Tıpkı iki yıl öncesindeki gibi. Bütün varlığıyla bunu durdurabilmeyi istedi bir an… Bertrem içini çekti. “Burada karanlıkta durarak bir şeyleri durduramayacağım kesin,” diye mırıldandı. Zaten, etrafım hayaletler sarmış gibi kendini rahatsız hissediyordu. Kapının altından bir ışık sızıyor, hole doğru yayılıyordu. Kabirlerinde istirahat eden sükut içindeki cesetlere, o kitapların gölgelerine aceleyle bir göz atan Aesthetic, Palanthaslı Astinus’un çalışma odasının kapısını sessizce açtı. Adam içeride olduğu halde ne konuştu, ne de başını kaldırıp baktı. Mermer zemin üzerinde duran, koyun yününden gösterişli halı üzerinde kibar ve ölçülü adımlarla yürüyen Bertrem cilalı, büyük ahşap masanın önünde durdu. Uzun bir süre dalarak; tarihçinin, tüy kalemini parşömenin üzerinde eşit ve şaşmaz hareketlerle yürütüşünü seyrederek hiçbir şey söylemedi. “Evet Bertrem?” Astinus yazısına ara vermemişti. Yüzü Astinus’a dönük olan Bertrem -başaşağı olmalarına rağmen- belirgin, keskin ve okunaklı harfleri okudu. “Bugün, yukarıda belirtilmiş olduğu gibi Karanlıksaat 29’a yükselirken, Bertrem odama girdi.” “Tarinius Hanedanı’ndan Crysania sizi görmeye gelmiş Üstad. Beklendiğini söylüyor…” Bertrem’in sesi bir fısıltıya dönüşerek kesildi; o noktaya kadar gelmesi bile Aesthetic’in bütün cesaretini kaybetmesine sebep olmuştu. Astinus yazmaya devam etti.
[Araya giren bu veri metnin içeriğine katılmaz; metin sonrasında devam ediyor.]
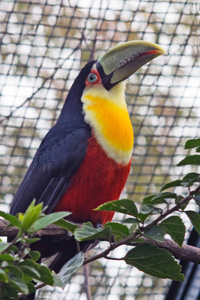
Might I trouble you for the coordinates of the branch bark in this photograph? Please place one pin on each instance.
(186, 252)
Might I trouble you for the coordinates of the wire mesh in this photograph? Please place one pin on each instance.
(44, 44)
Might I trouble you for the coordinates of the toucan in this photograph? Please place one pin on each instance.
(85, 158)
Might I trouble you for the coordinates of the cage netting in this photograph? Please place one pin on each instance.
(43, 46)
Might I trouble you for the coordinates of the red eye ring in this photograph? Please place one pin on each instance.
(93, 78)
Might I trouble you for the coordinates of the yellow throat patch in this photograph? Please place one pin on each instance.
(106, 112)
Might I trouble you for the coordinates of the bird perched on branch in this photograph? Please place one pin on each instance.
(85, 159)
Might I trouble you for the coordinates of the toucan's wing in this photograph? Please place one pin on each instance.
(56, 161)
(189, 289)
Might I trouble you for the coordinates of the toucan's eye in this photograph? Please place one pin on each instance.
(92, 77)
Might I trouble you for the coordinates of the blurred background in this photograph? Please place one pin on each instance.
(43, 45)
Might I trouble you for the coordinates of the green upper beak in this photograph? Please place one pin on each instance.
(123, 60)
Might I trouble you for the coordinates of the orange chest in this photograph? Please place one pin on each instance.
(98, 180)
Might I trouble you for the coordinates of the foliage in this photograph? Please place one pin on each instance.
(22, 273)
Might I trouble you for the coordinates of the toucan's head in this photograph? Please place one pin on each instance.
(103, 97)
(120, 62)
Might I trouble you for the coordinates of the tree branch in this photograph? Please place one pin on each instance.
(186, 252)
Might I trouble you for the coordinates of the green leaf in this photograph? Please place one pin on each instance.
(150, 200)
(35, 255)
(6, 257)
(189, 179)
(30, 271)
(49, 219)
(156, 233)
(148, 209)
(31, 240)
(15, 270)
(198, 149)
(31, 215)
(10, 218)
(45, 275)
(195, 219)
(31, 287)
(130, 221)
(175, 228)
(71, 267)
(8, 292)
(154, 261)
(124, 206)
(3, 276)
(66, 225)
(88, 232)
(197, 199)
(193, 143)
(58, 281)
(171, 184)
(190, 160)
(3, 246)
(118, 230)
(19, 284)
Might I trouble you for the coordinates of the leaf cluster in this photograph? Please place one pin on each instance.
(20, 267)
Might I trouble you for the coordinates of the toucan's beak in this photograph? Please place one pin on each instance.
(123, 60)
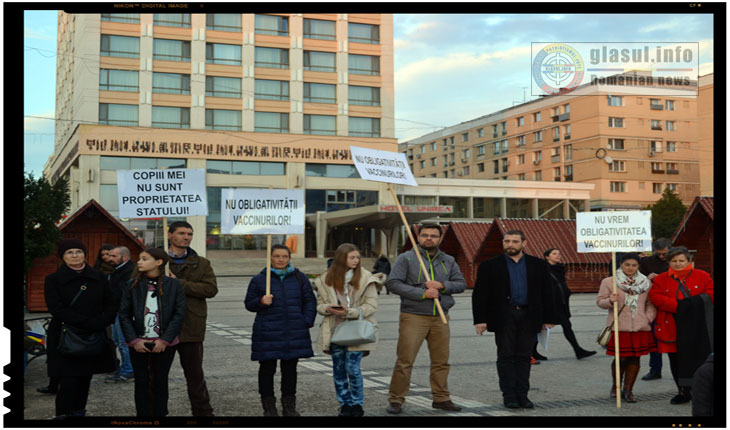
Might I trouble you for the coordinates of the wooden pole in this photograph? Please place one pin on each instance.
(415, 249)
(615, 334)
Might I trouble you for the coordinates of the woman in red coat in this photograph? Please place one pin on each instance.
(666, 294)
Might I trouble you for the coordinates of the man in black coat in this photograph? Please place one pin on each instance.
(512, 298)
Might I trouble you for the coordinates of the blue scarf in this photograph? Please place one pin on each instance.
(283, 273)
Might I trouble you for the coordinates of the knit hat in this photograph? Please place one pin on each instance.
(67, 244)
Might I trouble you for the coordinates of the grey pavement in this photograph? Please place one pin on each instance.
(560, 387)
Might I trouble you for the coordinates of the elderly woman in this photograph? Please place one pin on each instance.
(636, 313)
(80, 296)
(679, 283)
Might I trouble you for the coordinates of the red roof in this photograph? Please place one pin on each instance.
(542, 234)
(708, 206)
(470, 236)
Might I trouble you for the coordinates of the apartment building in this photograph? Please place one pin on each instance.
(631, 142)
(256, 100)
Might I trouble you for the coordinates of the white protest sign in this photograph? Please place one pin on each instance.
(382, 166)
(620, 231)
(152, 193)
(262, 211)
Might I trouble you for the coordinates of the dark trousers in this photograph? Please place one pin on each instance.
(73, 391)
(151, 371)
(267, 369)
(191, 360)
(514, 346)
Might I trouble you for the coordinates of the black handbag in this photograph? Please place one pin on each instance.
(76, 342)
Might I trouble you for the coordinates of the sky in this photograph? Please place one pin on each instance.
(449, 68)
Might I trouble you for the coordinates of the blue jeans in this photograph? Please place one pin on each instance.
(126, 367)
(347, 375)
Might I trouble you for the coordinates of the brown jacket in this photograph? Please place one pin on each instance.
(198, 280)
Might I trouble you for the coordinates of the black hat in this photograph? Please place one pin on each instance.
(67, 244)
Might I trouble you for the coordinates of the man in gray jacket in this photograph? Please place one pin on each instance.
(419, 318)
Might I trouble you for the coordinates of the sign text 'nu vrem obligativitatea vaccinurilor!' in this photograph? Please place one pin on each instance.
(161, 193)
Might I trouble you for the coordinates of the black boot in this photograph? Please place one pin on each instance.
(269, 404)
(289, 406)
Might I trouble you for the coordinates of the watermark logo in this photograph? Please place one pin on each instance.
(559, 68)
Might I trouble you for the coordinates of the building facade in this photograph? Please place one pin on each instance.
(631, 142)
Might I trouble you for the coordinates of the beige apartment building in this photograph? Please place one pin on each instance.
(631, 142)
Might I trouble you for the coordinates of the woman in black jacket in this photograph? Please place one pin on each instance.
(94, 308)
(151, 315)
(562, 306)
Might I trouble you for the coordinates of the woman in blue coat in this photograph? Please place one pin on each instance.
(281, 328)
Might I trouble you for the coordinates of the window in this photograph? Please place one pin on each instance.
(320, 93)
(171, 50)
(363, 33)
(220, 119)
(363, 96)
(366, 127)
(219, 86)
(319, 61)
(272, 25)
(617, 166)
(363, 64)
(219, 53)
(170, 83)
(265, 89)
(170, 117)
(119, 46)
(615, 122)
(320, 124)
(319, 29)
(223, 22)
(119, 80)
(618, 187)
(615, 101)
(130, 18)
(271, 122)
(116, 114)
(172, 19)
(616, 144)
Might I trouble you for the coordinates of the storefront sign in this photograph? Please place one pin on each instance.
(618, 231)
(152, 193)
(262, 211)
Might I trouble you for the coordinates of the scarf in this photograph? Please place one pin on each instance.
(637, 284)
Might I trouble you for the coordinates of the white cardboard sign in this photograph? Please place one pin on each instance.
(154, 193)
(262, 211)
(618, 231)
(382, 166)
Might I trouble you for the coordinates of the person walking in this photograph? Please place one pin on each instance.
(151, 314)
(119, 257)
(197, 277)
(513, 298)
(419, 319)
(650, 267)
(281, 328)
(636, 312)
(561, 294)
(79, 296)
(347, 291)
(671, 290)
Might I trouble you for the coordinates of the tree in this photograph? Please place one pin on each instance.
(43, 205)
(666, 214)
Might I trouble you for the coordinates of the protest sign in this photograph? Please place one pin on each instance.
(262, 211)
(618, 231)
(151, 193)
(382, 166)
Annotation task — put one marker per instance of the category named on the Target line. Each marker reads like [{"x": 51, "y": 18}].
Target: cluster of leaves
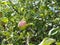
[{"x": 42, "y": 17}]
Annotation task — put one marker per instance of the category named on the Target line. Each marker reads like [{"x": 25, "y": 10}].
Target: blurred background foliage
[{"x": 44, "y": 14}]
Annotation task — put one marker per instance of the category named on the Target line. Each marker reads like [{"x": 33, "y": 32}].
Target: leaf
[
  {"x": 47, "y": 41},
  {"x": 57, "y": 43},
  {"x": 5, "y": 19}
]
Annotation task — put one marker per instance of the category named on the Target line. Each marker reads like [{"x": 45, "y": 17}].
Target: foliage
[{"x": 42, "y": 18}]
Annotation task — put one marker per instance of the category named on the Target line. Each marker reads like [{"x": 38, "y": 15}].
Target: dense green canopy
[{"x": 41, "y": 21}]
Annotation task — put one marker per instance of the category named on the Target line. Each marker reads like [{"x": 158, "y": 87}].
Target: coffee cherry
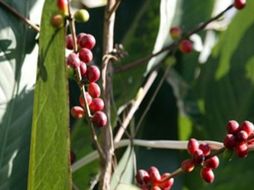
[
  {"x": 85, "y": 55},
  {"x": 79, "y": 36},
  {"x": 241, "y": 150},
  {"x": 175, "y": 32},
  {"x": 63, "y": 6},
  {"x": 154, "y": 174},
  {"x": 212, "y": 162},
  {"x": 205, "y": 148},
  {"x": 83, "y": 69},
  {"x": 69, "y": 42},
  {"x": 192, "y": 146},
  {"x": 142, "y": 177},
  {"x": 82, "y": 100},
  {"x": 188, "y": 165},
  {"x": 156, "y": 188},
  {"x": 81, "y": 15},
  {"x": 207, "y": 174},
  {"x": 57, "y": 21},
  {"x": 232, "y": 127},
  {"x": 241, "y": 136},
  {"x": 229, "y": 141},
  {"x": 94, "y": 90},
  {"x": 198, "y": 156},
  {"x": 97, "y": 104},
  {"x": 99, "y": 119},
  {"x": 185, "y": 46},
  {"x": 73, "y": 60},
  {"x": 93, "y": 73},
  {"x": 87, "y": 41},
  {"x": 239, "y": 4},
  {"x": 248, "y": 127},
  {"x": 77, "y": 112},
  {"x": 166, "y": 184}
]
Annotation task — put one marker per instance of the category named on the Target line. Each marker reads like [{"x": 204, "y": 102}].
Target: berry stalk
[{"x": 82, "y": 88}]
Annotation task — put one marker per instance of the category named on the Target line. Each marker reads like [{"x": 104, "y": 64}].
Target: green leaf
[
  {"x": 124, "y": 172},
  {"x": 18, "y": 57},
  {"x": 49, "y": 155},
  {"x": 225, "y": 91}
]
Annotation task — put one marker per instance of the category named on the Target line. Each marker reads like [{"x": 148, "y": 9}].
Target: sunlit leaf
[{"x": 49, "y": 166}]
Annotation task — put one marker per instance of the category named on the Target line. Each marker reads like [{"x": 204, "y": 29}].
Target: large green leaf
[
  {"x": 224, "y": 91},
  {"x": 18, "y": 57},
  {"x": 49, "y": 155}
]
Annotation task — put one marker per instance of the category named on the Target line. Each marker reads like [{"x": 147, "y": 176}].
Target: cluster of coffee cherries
[
  {"x": 239, "y": 137},
  {"x": 185, "y": 45},
  {"x": 201, "y": 156},
  {"x": 239, "y": 4},
  {"x": 152, "y": 180},
  {"x": 90, "y": 75}
]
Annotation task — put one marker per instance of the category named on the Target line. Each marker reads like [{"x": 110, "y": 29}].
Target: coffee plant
[{"x": 154, "y": 95}]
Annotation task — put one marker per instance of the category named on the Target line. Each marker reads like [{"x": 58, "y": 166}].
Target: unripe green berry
[{"x": 81, "y": 15}]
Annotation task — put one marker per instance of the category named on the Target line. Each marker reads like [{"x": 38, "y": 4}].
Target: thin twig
[
  {"x": 82, "y": 89},
  {"x": 170, "y": 47},
  {"x": 152, "y": 99},
  {"x": 107, "y": 134},
  {"x": 114, "y": 8},
  {"x": 158, "y": 144},
  {"x": 135, "y": 105},
  {"x": 21, "y": 17}
]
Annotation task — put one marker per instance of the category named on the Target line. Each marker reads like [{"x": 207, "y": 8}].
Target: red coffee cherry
[
  {"x": 188, "y": 165},
  {"x": 83, "y": 69},
  {"x": 166, "y": 184},
  {"x": 69, "y": 42},
  {"x": 85, "y": 55},
  {"x": 205, "y": 148},
  {"x": 63, "y": 6},
  {"x": 73, "y": 60},
  {"x": 77, "y": 112},
  {"x": 241, "y": 150},
  {"x": 185, "y": 46},
  {"x": 93, "y": 73},
  {"x": 82, "y": 100},
  {"x": 207, "y": 174},
  {"x": 198, "y": 156},
  {"x": 97, "y": 104},
  {"x": 229, "y": 141},
  {"x": 142, "y": 177},
  {"x": 248, "y": 127},
  {"x": 212, "y": 162},
  {"x": 192, "y": 146},
  {"x": 241, "y": 136},
  {"x": 156, "y": 188},
  {"x": 175, "y": 32},
  {"x": 94, "y": 90},
  {"x": 99, "y": 119},
  {"x": 87, "y": 41},
  {"x": 79, "y": 36},
  {"x": 239, "y": 4},
  {"x": 232, "y": 127},
  {"x": 154, "y": 174}
]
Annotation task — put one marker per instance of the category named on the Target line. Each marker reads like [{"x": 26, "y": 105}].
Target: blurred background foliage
[{"x": 202, "y": 91}]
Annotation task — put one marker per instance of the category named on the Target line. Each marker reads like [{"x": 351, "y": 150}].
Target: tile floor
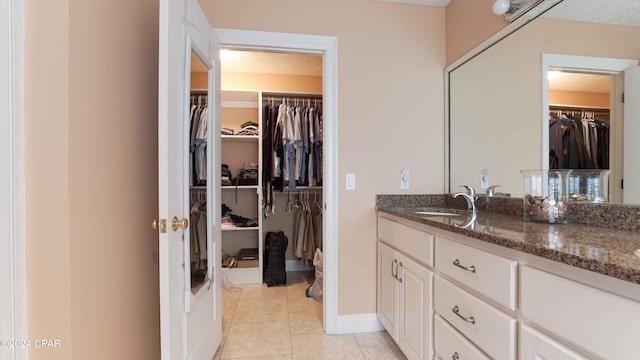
[{"x": 281, "y": 323}]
“Usta,” diye başladı Bertrem belli belirsiz, kendi cüreti karşısında kendisi de titreyerek. “Ben – biz ne yapacağımızı şaşırdık. Sonuç olarak O Paladine’ın Saygıdeğer Rahibelerinden biri ve ben yani biz onun içeriye girme talebinin geri çevirile-meyeceğini düşündük. Kızı ne…” “Kızı benim özel odama götürün,” dedi Astinus yazmasına hiç ara vermeden ve başını dahi kaldırıp bakmadan. Dili damağına yapışan Bertrem bir an için söyleyecek söz bulamadı. Harfler tüy kalemden beyaz parşömene dökülmeye devam etti. Bugün, yukarıda belirtilmiş olduğu gibi saat Karanlıksonrası 28’e yükselirken Tarinius Hanedanından Crysania, Raistlin Majere ile olan randevusu için geldi. “Raistlin Majere mi!” diye kesildi Bertrem’in nefesi, yaşadığı şok ve dehşet, dilinin çözülmesine neden olmuştu. “Onu da içeri alacak mıy. ” Sıkıntı ve duyduğu rahatsızlıkla kaşları çatılan Astinus, artık bu sefer bakışlarını kaldırmıştı. Kalemi parşömen üzerideki ebedi hareketini durdurunca, odaya acaip ve derin bir sessizlik çöktü. Bertrem’in beti benzi attı. Tarihçinin yüzü zamandan ve yaştan arınmış olarak düşünülürse yakışıklı bile sayılabilirdi. Fakat onun yüzünü gören kimse bir daha hatırlayamazdı. Sadece gözleri -karanlık, dikkatli, uyanık, durmadan hareket eden, her şeyi gören o gözleri- hatırlarlardı.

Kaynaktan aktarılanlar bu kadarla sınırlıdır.